Definition - A hash function (in the unrestricted sense) is a function h which has, as a minimum, the following two properties:

  1. compressionh maps an input x of arbitrary finite bitlength, to an output h(x) of fixed bitlength n.
  2. ease of computationgiven h and an input x, h(x) is easy to compute.

So, what these functions do is take an amount of data of arbitrary (but finite) size, and shrink it down to its unique n bits value. Anything else? In fact, yes. These are three basic properties of hash functions:

  1. preimage resistance - for essentially all pre-specified outputs, it is computationally infeasible to find any input which hashes to that output, i.e., to find any preimage x' such that h(x') = y when given any y forwhich a corresponding input is not known.
  2. 2nd-preimage resistance - it is computationally infeasible to find any second input which has the same output as any specified input, i.e., given x, to find a 2nd-preimage x' ≠ x such that h(x) = h(x').
  3. collision resistance - it is computationally infeasible to find any two distinct inputs x, x' which hash to the same output, i.e., such that h(x) = h(x'). (Note that here there is free choice of both inputs.)

What do we get from these properties? Well, some things for sure. However, my point lies on the first property, which is also denominated one-way. Once you have some unknown data's hash value, it is impossible, except by brute-force (i.e. hashing every possible combination of bits until the wanted one is found), to know the original data. Therefore, you can't decrypt it! It's as simple as this.
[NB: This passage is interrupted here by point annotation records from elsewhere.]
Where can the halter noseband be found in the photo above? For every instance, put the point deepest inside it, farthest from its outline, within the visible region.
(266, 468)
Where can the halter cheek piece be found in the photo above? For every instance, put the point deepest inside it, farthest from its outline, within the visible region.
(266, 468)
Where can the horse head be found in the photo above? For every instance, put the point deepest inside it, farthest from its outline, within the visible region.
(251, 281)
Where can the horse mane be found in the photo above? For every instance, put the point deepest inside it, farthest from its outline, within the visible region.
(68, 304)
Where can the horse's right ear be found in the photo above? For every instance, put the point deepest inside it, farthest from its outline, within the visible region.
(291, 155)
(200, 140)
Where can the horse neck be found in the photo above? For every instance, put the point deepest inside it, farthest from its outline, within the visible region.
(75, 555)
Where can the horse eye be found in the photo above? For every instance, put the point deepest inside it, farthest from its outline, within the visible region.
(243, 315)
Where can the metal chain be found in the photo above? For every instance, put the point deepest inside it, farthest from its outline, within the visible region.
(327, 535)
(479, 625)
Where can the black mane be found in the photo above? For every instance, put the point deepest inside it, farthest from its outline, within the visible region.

Well, this is true in a perfect hashing algorithm. Most of them have known flaws though. Many of you probably heard of SHA-1 being broken, not long ago. Well, you still need 2^69 calculations, instead of the 2^80 calculations expected for a birthday attack. Even though, it is 2048 times easier to break SHA-1 like that. I guess SHA-1 is pretty much finished for serious cryptographic work, yet it can be of many uses, just like MD5 (and even MD4) still is today.